3 sounds like it’s maybe definitionally true? At the very least, I don’t doubt it much.
Interesting, I’m genuinely curious what you’d expect better evidence to look like for 1.
So I just skimmed the abstracts you linked so maybe I was too hasty there, but I’d want to see evidence that (a) a language model was representing concept C really well and (b) it’s really relevant for alignment. I think those papers show something like “you can sort of model brain activations by language model activations” or “there’s some embedding space for what brains are sort of doing in conversation” which seems like a different thing (unless the fit is good enough that you can reconstruct one from the other without loss of functionality, then I’m interested).
Makes sense.
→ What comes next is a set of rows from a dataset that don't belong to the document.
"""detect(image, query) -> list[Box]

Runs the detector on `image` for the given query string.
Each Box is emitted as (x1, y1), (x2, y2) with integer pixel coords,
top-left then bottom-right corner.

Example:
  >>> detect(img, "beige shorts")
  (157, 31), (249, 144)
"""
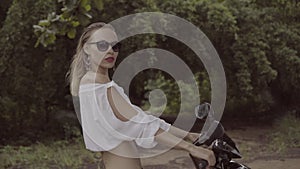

Just to clarify, the papers I shared for 1 were mostly meant as methodological examples of how one might go about quantifying brain-LLM alignment; I agree about b), that they’re not that relevant to alignment (though some other similar papers do make some progress on that front, addressing [somewhat] more relevant domains/tasks—e.g. on emotion understanding—and I have/had an AI safety camp ’23 project trying to make similar progress—on moral reasoning). W.r.t. a), you can (also) do decoding (predicting LLM embeddings from brain measurements), the inverse of encoding; this survey, for example, covers both encoding and decoding.
Would any of these count for you?
We have promising alignment plans with low taxes
Each of the three plans I mention are attempts to put the “understanding” part into the “wanting” slot (a “steering subsystem” that controls goals for decision-making purposes) in a different AGI design. That brief post links to somewhat more detailed plans.